The ABC host Jonathan Karl then pressed the former longtime director of the National Institute of Allergy and Infectious Diseases on the efficacy of wearing masks, coming three years after the start of the pandemic in the United States. He asked Dr. Fauci about several new studies suggesting that masking doesn’t contain the virus.
In the Sunday interview, once again, Dr. Fauci said that it is “absolutely not the case” that masks are ineffective. “There are a number of studies that show that masks actually do work,” he added.
His comments come after a handful of schools, colleges, businesses, hospitals, and at least one local government have reimplemented mask mandates in recent days. Last week, a school in Montgomery County, Maryland, stirred controversy by announcing it was bringing back a mask mandate for kindergarteners in a class after three students tested positive for COVID-19.
“Additional KN95 masks have been distributed and students and staff in identified classes or activities will be required to mask while in school for the next 10 days, except while eating or drinking,” Rosemary Hills School Principal Rebecca Irwin Kennedy said in a letter, dated Sept. 5, announcing the mandate.
Last month, at least one school district in Alabama mandated masks. Officials at the Kinterbish Junior High School in Cuba, Alabama, released a message on social media saying that “due to the slow raise [sic] of COVID cases in the area, students, employees, and visitors are asked to wear facial masks.” It did not say for how long it would remain intact.
Last week, a judge in Dallas County, Alabama, said the county reimplemented a mask mandate in county buildings that are open to the public.
Probate Judge Jimmy Nunn stated this week that the policy was instated due to a reported increase in COVID-19 cases nationally and locally.

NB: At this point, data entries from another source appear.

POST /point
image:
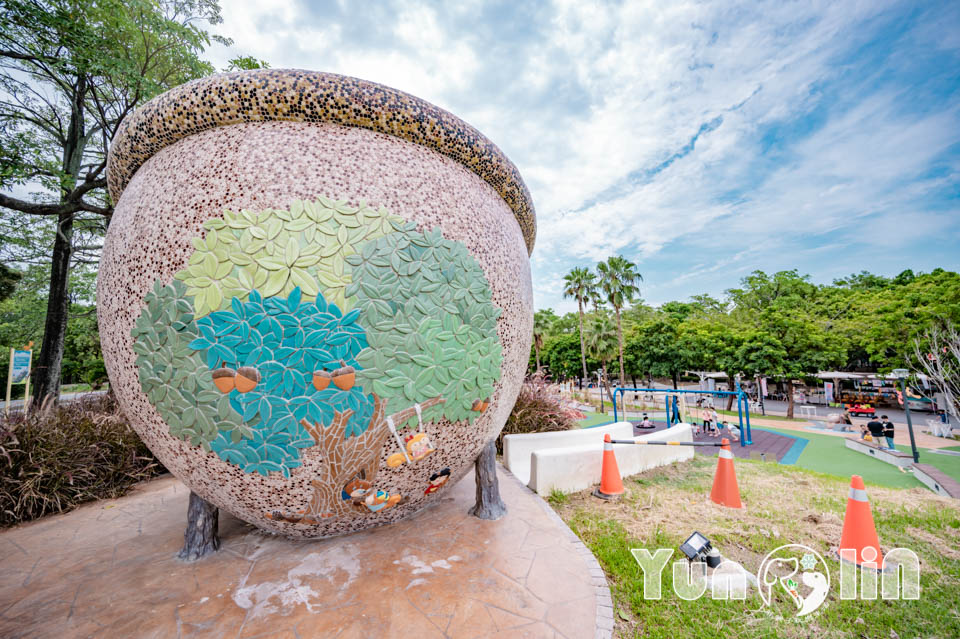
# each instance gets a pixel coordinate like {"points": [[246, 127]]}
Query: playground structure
{"points": [[675, 408]]}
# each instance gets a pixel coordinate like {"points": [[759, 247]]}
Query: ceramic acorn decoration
{"points": [[287, 333]]}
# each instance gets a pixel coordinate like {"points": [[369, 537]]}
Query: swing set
{"points": [[672, 402]]}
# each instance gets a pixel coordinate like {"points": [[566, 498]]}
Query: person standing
{"points": [[888, 431], [876, 431]]}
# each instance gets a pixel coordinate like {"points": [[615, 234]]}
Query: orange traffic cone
{"points": [[859, 532], [611, 486], [725, 490]]}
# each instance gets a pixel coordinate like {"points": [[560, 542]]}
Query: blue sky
{"points": [[702, 140]]}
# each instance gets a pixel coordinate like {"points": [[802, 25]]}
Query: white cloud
{"points": [[590, 98]]}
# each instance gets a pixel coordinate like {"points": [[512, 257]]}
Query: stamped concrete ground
{"points": [[108, 570]]}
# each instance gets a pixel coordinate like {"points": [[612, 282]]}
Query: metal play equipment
{"points": [[673, 416]]}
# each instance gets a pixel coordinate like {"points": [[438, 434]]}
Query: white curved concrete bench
{"points": [[578, 467], [518, 448]]}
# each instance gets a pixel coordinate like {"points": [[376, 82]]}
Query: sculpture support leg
{"points": [[489, 505], [202, 535]]}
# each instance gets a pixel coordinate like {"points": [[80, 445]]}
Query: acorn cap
{"points": [[250, 373]]}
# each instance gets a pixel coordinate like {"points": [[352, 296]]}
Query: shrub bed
{"points": [[537, 411], [53, 460]]}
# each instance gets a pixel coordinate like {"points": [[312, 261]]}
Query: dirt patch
{"points": [[779, 504]]}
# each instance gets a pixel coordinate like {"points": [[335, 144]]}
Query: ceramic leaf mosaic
{"points": [[319, 325]]}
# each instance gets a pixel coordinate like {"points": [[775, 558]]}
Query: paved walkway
{"points": [[108, 570]]}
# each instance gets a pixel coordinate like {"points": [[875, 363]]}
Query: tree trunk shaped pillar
{"points": [[202, 535], [489, 505]]}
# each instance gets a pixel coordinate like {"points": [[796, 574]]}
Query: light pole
{"points": [[901, 374]]}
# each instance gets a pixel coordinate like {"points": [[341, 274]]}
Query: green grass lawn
{"points": [[828, 454], [784, 504]]}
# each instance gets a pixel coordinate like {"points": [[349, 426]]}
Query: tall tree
{"points": [[602, 342], [543, 321], [618, 281], [782, 307], [581, 284], [70, 71]]}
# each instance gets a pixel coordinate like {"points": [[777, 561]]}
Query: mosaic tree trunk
{"points": [[489, 505], [202, 536], [317, 315]]}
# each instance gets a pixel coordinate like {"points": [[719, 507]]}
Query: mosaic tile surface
{"points": [[244, 260], [309, 96]]}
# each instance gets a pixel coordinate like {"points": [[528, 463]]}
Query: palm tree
{"points": [[542, 325], [618, 281], [581, 284], [602, 342]]}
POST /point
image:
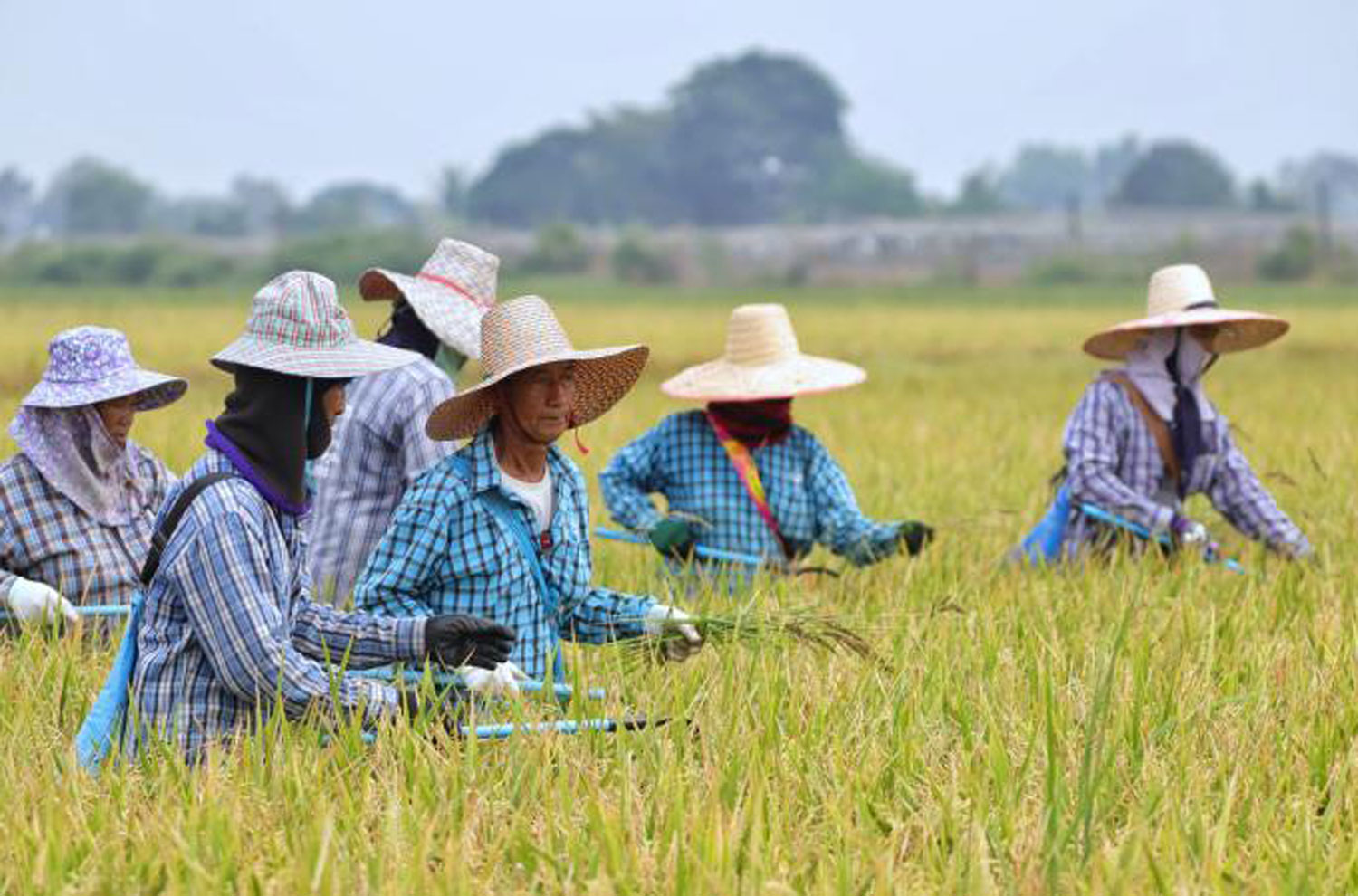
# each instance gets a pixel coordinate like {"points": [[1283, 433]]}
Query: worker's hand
{"points": [[678, 638], [1189, 531], [674, 538], [500, 682], [34, 602], [456, 641], [914, 535]]}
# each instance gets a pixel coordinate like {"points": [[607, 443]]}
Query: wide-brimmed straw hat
{"points": [[296, 326], [87, 366], [523, 334], [454, 290], [1181, 296], [762, 360]]}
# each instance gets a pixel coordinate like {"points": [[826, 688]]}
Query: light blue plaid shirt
{"points": [[808, 494], [447, 553], [46, 538], [379, 448], [228, 627], [1114, 463]]}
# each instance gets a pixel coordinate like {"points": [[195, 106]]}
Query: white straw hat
{"points": [[762, 360], [454, 290], [1181, 296], [296, 326], [521, 334]]}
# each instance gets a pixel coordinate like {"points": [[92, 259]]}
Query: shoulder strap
{"points": [[749, 475], [171, 521], [1159, 429]]}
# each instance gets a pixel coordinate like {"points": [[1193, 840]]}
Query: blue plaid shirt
{"points": [[1114, 463], [379, 448], [228, 629], [46, 538], [447, 553], [807, 491]]}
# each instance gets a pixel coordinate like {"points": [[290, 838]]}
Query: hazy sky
{"points": [[190, 92]]}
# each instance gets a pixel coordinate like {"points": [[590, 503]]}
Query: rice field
{"points": [[1126, 728]]}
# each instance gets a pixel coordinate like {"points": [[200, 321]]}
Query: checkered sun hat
{"points": [[523, 334], [296, 326], [87, 366], [454, 290]]}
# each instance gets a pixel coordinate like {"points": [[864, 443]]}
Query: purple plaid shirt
{"points": [[379, 448], [227, 626], [46, 538], [1114, 463]]}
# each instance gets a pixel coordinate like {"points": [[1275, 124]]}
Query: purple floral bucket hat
{"points": [[87, 366]]}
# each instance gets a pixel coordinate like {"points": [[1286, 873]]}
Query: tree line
{"points": [[758, 138]]}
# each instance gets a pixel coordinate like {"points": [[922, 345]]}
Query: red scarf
{"points": [[755, 424]]}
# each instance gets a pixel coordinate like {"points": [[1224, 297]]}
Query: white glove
{"points": [[500, 682], [678, 649], [34, 602]]}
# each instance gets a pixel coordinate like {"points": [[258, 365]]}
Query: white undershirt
{"points": [[537, 494]]}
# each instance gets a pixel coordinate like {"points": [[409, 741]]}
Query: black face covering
{"points": [[265, 417], [1186, 428], [406, 330]]}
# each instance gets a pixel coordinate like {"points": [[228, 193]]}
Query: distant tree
{"points": [[263, 203], [15, 204], [1178, 174], [1046, 176], [91, 197], [746, 130], [978, 195], [353, 206]]}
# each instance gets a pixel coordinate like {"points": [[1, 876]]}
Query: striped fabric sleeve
{"points": [[235, 613], [1246, 502], [630, 478], [839, 524], [1094, 434]]}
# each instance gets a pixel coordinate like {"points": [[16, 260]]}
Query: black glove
{"points": [[674, 539], [456, 640], [914, 535]]}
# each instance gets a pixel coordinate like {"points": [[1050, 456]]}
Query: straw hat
{"points": [[521, 334], [454, 290], [87, 366], [296, 326], [1181, 296], [762, 360]]}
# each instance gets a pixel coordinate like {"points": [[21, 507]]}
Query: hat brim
{"points": [[451, 317], [1238, 331], [603, 377], [152, 391], [356, 357], [722, 380]]}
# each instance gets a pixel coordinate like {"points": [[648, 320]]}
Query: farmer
{"points": [[739, 475], [379, 444], [228, 627], [502, 529], [1143, 437], [79, 500]]}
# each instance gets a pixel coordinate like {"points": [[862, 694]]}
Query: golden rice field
{"points": [[1129, 728]]}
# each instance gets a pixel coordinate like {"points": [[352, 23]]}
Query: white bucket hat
{"points": [[1181, 296], [296, 326], [454, 290], [521, 334], [762, 360]]}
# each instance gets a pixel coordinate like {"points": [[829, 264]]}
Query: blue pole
{"points": [[706, 553], [415, 676], [1141, 531]]}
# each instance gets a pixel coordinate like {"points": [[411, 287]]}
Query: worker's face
{"points": [[540, 402], [117, 417]]}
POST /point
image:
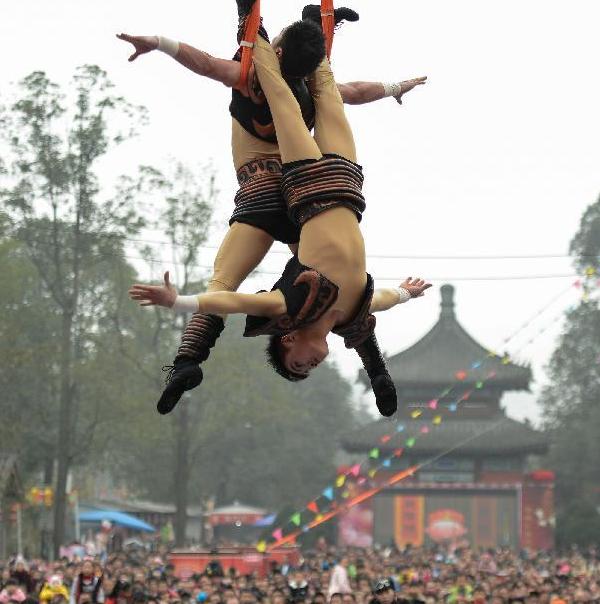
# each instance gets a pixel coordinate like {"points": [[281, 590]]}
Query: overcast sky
{"points": [[497, 156]]}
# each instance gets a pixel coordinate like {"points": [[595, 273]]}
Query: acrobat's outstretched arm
{"points": [[360, 93], [265, 304], [387, 298], [222, 70], [228, 72]]}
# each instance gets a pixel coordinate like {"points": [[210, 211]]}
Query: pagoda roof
{"points": [[499, 435], [448, 349]]}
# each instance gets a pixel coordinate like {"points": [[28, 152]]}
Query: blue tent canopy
{"points": [[118, 518], [266, 520]]}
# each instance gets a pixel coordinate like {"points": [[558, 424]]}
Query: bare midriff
{"points": [[332, 244], [246, 148]]}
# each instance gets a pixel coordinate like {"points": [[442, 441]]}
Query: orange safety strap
{"points": [[251, 28], [328, 21]]}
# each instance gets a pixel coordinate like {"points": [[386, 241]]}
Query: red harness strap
{"points": [[247, 44], [328, 21]]}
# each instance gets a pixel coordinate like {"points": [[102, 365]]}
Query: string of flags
{"points": [[337, 497]]}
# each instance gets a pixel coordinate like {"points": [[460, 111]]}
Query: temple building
{"points": [[478, 478]]}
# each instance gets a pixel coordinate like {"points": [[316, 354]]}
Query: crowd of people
{"points": [[323, 576]]}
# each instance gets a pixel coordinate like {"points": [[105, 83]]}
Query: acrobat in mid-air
{"points": [[302, 190]]}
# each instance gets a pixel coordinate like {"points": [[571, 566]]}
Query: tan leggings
{"points": [[244, 246], [332, 130]]}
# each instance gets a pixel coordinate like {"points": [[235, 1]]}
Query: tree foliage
{"points": [[80, 363], [571, 401]]}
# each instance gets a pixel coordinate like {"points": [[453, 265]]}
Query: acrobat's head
{"points": [[296, 354], [300, 48]]}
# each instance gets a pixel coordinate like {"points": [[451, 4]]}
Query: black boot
{"points": [[199, 337], [381, 381], [183, 375], [312, 12], [244, 7]]}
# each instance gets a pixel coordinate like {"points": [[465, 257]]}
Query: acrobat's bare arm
{"points": [[228, 72], [387, 298], [267, 304]]}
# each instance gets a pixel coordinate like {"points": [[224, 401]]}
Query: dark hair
{"points": [[303, 49], [275, 359]]}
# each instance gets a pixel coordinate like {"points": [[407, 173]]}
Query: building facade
{"points": [[478, 478]]}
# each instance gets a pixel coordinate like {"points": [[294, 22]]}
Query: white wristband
{"points": [[186, 304], [392, 89], [403, 295], [168, 46]]}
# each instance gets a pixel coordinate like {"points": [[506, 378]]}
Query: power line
{"points": [[439, 256], [173, 262]]}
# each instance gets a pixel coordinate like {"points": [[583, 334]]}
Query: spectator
{"points": [[339, 582], [54, 591], [87, 586]]}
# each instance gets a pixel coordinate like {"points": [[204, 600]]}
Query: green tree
{"points": [[71, 235], [571, 400]]}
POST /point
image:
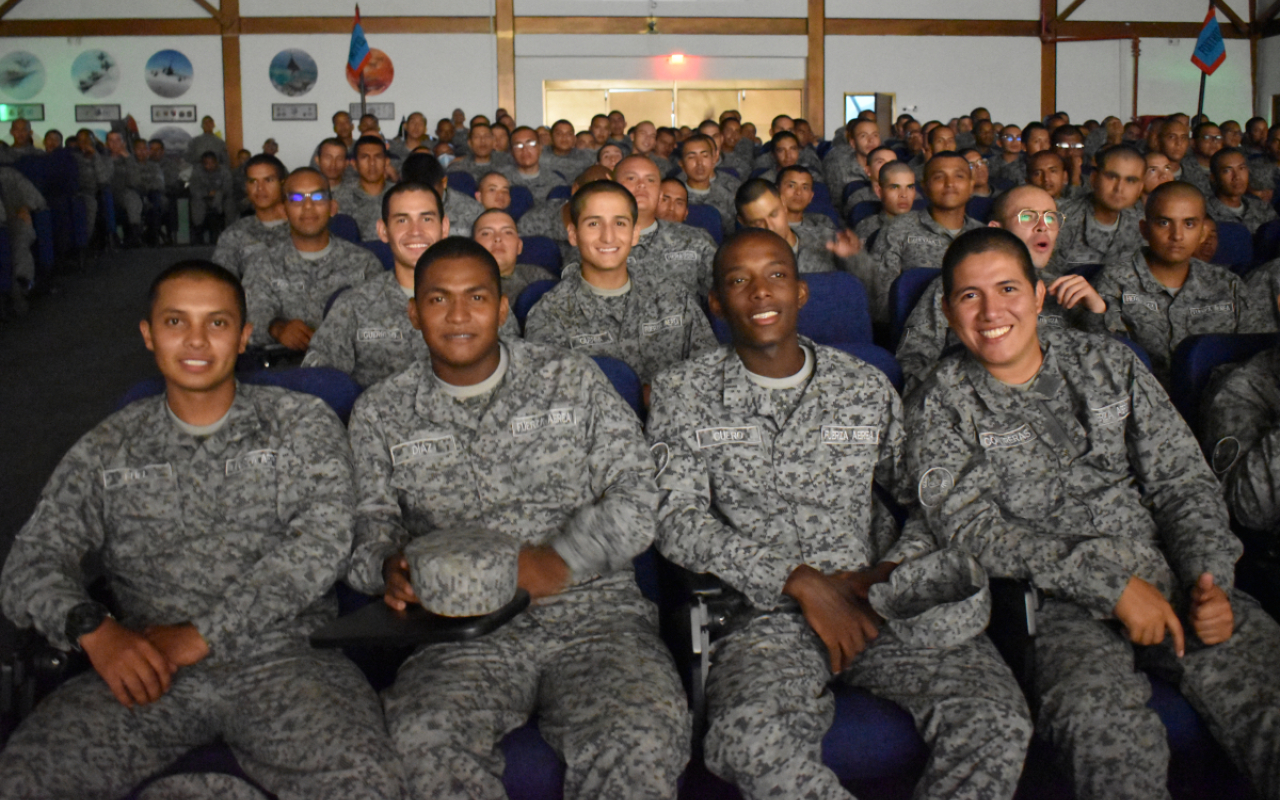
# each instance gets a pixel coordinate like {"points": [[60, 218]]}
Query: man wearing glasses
{"points": [[289, 284], [1032, 215]]}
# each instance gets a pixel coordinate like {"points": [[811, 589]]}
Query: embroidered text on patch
{"points": [[522, 426], [845, 434], [1019, 435]]}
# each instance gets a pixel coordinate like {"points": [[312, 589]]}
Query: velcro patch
{"points": [[850, 434], [713, 437], [252, 460], [423, 448], [531, 424], [114, 479]]}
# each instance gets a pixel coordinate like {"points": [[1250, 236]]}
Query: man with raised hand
{"points": [[498, 437], [222, 517], [1055, 457], [768, 449], [266, 227]]}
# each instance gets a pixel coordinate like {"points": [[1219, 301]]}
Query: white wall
{"points": [[132, 94], [940, 76], [434, 74]]}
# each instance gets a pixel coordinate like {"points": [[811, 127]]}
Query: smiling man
{"points": [[222, 515], [1055, 457], [769, 451], [534, 443]]}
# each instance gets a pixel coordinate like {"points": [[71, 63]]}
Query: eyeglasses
{"points": [[1029, 218]]}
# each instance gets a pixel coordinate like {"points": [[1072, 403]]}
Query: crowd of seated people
{"points": [[1032, 286]]}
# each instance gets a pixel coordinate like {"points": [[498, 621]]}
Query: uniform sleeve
{"points": [[1178, 487], [689, 531], [316, 498], [42, 579], [603, 536]]}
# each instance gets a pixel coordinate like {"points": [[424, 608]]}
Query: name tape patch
{"points": [[421, 448], [854, 434], [114, 479], [254, 460], [525, 425], [714, 437]]}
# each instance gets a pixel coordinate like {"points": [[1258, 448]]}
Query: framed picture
{"points": [[173, 113], [293, 112], [97, 113]]}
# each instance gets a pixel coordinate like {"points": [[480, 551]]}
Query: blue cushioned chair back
{"points": [[542, 251], [531, 295], [904, 293], [344, 227], [708, 219], [383, 251]]}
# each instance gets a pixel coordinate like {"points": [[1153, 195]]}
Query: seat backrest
{"points": [[1198, 356], [904, 293], [343, 225], [531, 295], [542, 251], [708, 219], [383, 251]]}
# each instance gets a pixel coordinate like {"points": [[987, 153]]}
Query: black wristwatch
{"points": [[85, 618]]}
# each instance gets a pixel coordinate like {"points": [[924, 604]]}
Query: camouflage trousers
{"points": [[304, 725], [606, 693], [769, 707], [1093, 702]]}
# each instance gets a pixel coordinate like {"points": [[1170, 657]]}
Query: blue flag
{"points": [[1210, 48], [359, 53]]}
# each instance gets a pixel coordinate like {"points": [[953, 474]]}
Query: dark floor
{"points": [[64, 365]]}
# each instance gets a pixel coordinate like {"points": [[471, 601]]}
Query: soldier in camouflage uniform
{"points": [[288, 284], [362, 199], [1161, 295], [1031, 214], [1055, 457], [368, 333], [1230, 201], [531, 442], [223, 516], [767, 455], [1102, 227], [268, 227], [599, 309]]}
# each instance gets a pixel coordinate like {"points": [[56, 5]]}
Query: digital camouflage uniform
{"points": [[242, 534], [246, 238], [368, 333], [758, 481], [649, 328], [1078, 483], [279, 283], [927, 336], [1242, 437], [361, 206], [1212, 300], [551, 456], [1083, 241]]}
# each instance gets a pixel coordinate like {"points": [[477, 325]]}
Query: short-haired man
{"points": [[600, 309], [222, 517], [288, 284], [362, 200], [1161, 293], [1230, 201], [1055, 457], [368, 332], [1102, 227], [1032, 215], [266, 227], [769, 448], [498, 435]]}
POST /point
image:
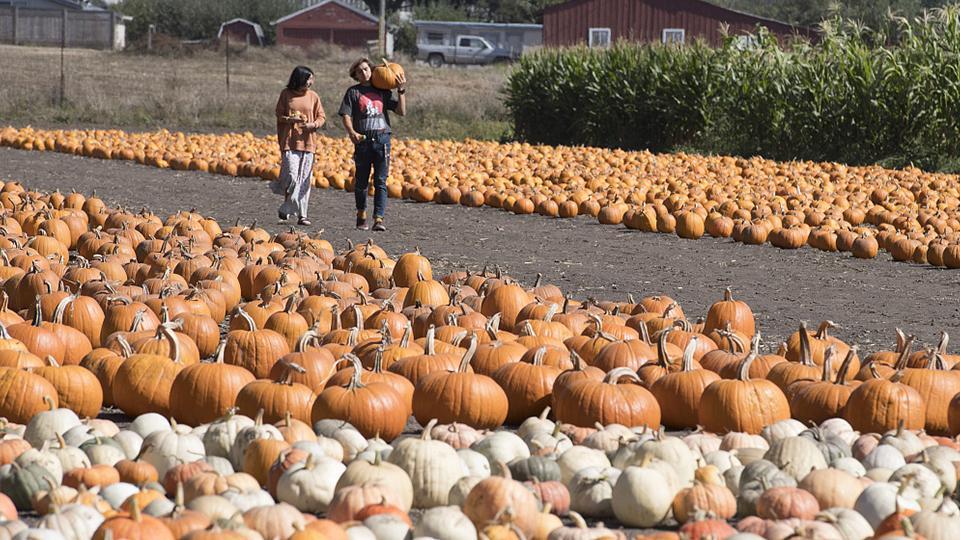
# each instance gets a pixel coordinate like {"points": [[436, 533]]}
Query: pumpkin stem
{"points": [[827, 363], [614, 375], [687, 362], [901, 362], [845, 366], [805, 356]]}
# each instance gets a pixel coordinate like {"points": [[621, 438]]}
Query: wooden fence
{"points": [[85, 29]]}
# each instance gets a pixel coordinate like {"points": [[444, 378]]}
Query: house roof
{"points": [[52, 4], [711, 6], [323, 3], [257, 29], [480, 24]]}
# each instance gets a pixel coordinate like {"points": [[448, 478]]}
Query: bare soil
{"points": [[867, 298]]}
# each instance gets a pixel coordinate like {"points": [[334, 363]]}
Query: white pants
{"points": [[296, 170]]}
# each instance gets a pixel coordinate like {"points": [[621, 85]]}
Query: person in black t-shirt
{"points": [[365, 116]]}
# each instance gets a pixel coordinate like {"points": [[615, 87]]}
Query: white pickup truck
{"points": [[465, 50]]}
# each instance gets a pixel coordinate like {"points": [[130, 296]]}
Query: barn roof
{"points": [[323, 3], [52, 4], [256, 27], [711, 6]]}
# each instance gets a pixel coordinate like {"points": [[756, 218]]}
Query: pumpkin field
{"points": [[587, 344]]}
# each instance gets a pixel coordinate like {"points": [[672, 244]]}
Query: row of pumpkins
{"points": [[910, 214], [264, 438]]}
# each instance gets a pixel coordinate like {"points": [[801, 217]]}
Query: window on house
{"points": [[674, 35], [746, 42], [598, 37]]}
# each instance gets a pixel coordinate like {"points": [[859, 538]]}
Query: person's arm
{"points": [[401, 95], [347, 121]]}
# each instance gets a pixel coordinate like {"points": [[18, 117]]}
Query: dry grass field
{"points": [[188, 92]]}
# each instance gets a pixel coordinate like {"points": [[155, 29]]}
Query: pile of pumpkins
{"points": [[295, 423], [911, 214]]}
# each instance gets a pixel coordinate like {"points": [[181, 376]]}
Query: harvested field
{"points": [[868, 299]]}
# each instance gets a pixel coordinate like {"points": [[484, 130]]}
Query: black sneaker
{"points": [[362, 221]]}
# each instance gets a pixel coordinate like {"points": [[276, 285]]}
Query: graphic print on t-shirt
{"points": [[371, 105]]}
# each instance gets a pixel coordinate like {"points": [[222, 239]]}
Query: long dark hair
{"points": [[299, 77]]}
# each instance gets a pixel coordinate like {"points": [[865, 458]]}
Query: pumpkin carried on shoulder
{"points": [[385, 76]]}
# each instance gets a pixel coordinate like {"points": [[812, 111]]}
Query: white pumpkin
{"points": [[70, 457], [116, 494], [642, 497], [671, 450], [164, 449], [214, 507], [9, 529], [536, 424], [940, 524], [222, 433], [796, 456], [387, 527], [736, 440], [221, 466], [38, 534], [702, 443], [80, 434], [146, 424], [849, 523], [782, 429], [159, 507], [885, 456], [44, 458], [130, 441], [904, 440], [445, 523], [731, 478], [433, 468], [73, 521], [247, 435], [309, 486], [591, 491], [850, 465], [248, 499], [460, 490], [352, 441], [722, 460], [46, 425], [501, 447], [361, 471], [919, 483], [476, 463], [108, 427], [578, 458], [881, 499], [104, 452]]}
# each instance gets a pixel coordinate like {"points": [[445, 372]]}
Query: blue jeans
{"points": [[372, 152]]}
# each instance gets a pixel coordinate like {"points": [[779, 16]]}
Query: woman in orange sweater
{"points": [[299, 116]]}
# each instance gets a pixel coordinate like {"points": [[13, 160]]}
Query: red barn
{"points": [[332, 21], [241, 31], [598, 23]]}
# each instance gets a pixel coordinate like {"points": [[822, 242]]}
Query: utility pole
{"points": [[228, 61], [382, 29], [63, 45]]}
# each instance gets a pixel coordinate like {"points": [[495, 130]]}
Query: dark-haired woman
{"points": [[299, 116]]}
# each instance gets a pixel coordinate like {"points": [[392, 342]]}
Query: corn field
{"points": [[856, 96]]}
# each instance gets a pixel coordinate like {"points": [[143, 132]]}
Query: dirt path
{"points": [[867, 298]]}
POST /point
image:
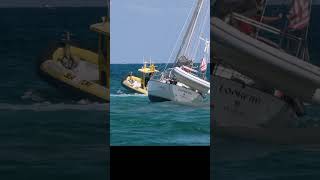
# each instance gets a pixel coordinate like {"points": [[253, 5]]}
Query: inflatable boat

There have also been isolated COVID-19 cases in county buildings, he claimed, according to a local media outlet WAKA-TV.
“At this point in time it is only being taken effect in the government buildings that the public come into. And that will be the three buildings that we have. The courthouse, the annex and the administrative building. These three buildings in which the public come in and we provide services to the public,” said Mr. Nunn, without providing more details.
The mandate was issued in spite of a relatively “low” risk of contracting COVID-19 in Dallas County, according to data from the Covid Act Now nonprofit and tracker.
In neighboring Georgia, a small Atlanta college last month implemented a mask mandate for two weeks. In an update to media outlets, Morris Brown College’s president confirmed earlier in September that the rule had ended.
The return of mandates has sparked backlash among Republicans. Sen. J.D. Vance (R-Ohio) introduced a bill this week that would ban federal agencies from requiring masks, which stalled on the Senate floor on Thursday after Sen. Ed Markey (D-Mass.) refused to give him unanimous consent.